The Free Press of Mankato

Mankato, Minn.

April 13, 2015

Gov. Mark Dayton’s call for buffer strips along all streams, rivers, drainage ditches and other waterways may or may not become law this year, but it has helped focus the public’s attention on the terribly deteriorated state of our water resources and agriculture’s role in it.

There can be honest debate about the scope of any buffer strip requirements, but there is no debate about the human impact on water quality, particularly intense farming in southern Minnesota. The scientific evidence of nutrient and chemical pollution is broad and deep. And while the buffer strip initiative aims at one part of the problem – nutrients leaching into waterways via surface runoff – it is only part of the discussion. Of equal, if not greater importance, is the direct role farm drainage has on increasing the water flow in rivers and streams – flow increases that rip away river banks and carry mud and more pollutants down river.

Many farmers and ag groups have clung to the argument that farm drainage has little if any impact and that greater precipitation is to blame for the high, fast-flowing rivers.

Some have bought ads in this newspaper stating "tile drainage does not increase annual water flow" and the laughable argument that "farming practices are much the same in Southern Minnesota" as they were decades ago.

As their evidence they point to a relatively old, single study, funded by farm groups that points to more precipitation as the cause. That study is widely dismissed as incomplete and shallow in its scientific foundation by other scientists who have been for decades collecting data and conducting highly technical research on the problems. Their conclusion is clear: While an increase in precipitation has contributed some, the No. 1 cause of rising rivers and erosion is the massive increase in highly effective farm drainage in recent years.

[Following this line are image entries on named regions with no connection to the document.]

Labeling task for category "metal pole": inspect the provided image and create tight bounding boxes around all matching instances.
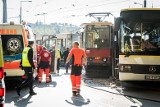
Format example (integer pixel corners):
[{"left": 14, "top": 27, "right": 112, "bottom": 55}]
[
  {"left": 2, "top": 0, "right": 7, "bottom": 23},
  {"left": 19, "top": 1, "right": 22, "bottom": 24},
  {"left": 43, "top": 13, "right": 46, "bottom": 34},
  {"left": 144, "top": 0, "right": 147, "bottom": 8}
]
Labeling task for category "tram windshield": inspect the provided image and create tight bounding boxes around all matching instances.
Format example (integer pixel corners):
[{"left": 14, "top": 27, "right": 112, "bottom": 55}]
[
  {"left": 120, "top": 21, "right": 160, "bottom": 55},
  {"left": 86, "top": 25, "right": 110, "bottom": 48}
]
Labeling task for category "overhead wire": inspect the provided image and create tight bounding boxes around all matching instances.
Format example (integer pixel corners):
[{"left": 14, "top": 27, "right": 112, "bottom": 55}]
[{"left": 45, "top": 0, "right": 129, "bottom": 19}]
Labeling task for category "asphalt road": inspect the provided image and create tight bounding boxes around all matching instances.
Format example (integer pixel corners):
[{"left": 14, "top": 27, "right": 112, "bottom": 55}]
[{"left": 5, "top": 70, "right": 160, "bottom": 107}]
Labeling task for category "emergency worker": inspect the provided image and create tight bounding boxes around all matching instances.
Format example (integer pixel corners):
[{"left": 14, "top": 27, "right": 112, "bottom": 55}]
[
  {"left": 63, "top": 48, "right": 69, "bottom": 73},
  {"left": 57, "top": 49, "right": 62, "bottom": 73},
  {"left": 38, "top": 47, "right": 51, "bottom": 83},
  {"left": 66, "top": 42, "right": 87, "bottom": 96},
  {"left": 16, "top": 41, "right": 37, "bottom": 96}
]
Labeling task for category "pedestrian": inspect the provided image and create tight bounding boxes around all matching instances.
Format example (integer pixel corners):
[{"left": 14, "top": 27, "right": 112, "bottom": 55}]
[
  {"left": 63, "top": 48, "right": 69, "bottom": 73},
  {"left": 57, "top": 49, "right": 62, "bottom": 73},
  {"left": 49, "top": 45, "right": 55, "bottom": 73},
  {"left": 38, "top": 46, "right": 51, "bottom": 83},
  {"left": 16, "top": 41, "right": 37, "bottom": 96},
  {"left": 66, "top": 42, "right": 87, "bottom": 96}
]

A recent report from the Minnesota Pollution Control Agency highlights a mountain of studies done on the Le Sueur River watershed – the most polluting of all in southern Minnesota – lists the No. 1 problem as artificial drainage, saying it "is driving many of the problems in the watershed."

Cities and industries used to casually pipe pollutants and poorly treated sewer plant water into rivers until science proved the dangers of it.

The residents of those cities and taxpayers paid and continue to pay for expensive upgrades and changes that vastly improve – albeit haven’t eliminated – much of the pollution.

No one should view farmers as evil because some of the modern farm practices unknowingly cause significant problems with the public’s waterways.

But that doesn’t mean agribusiness can ignore the mountain of solid scientific knowledge available and began to help provide solid, meaningful solutions to the problems of farm drainage and nutrient and chemical pollution.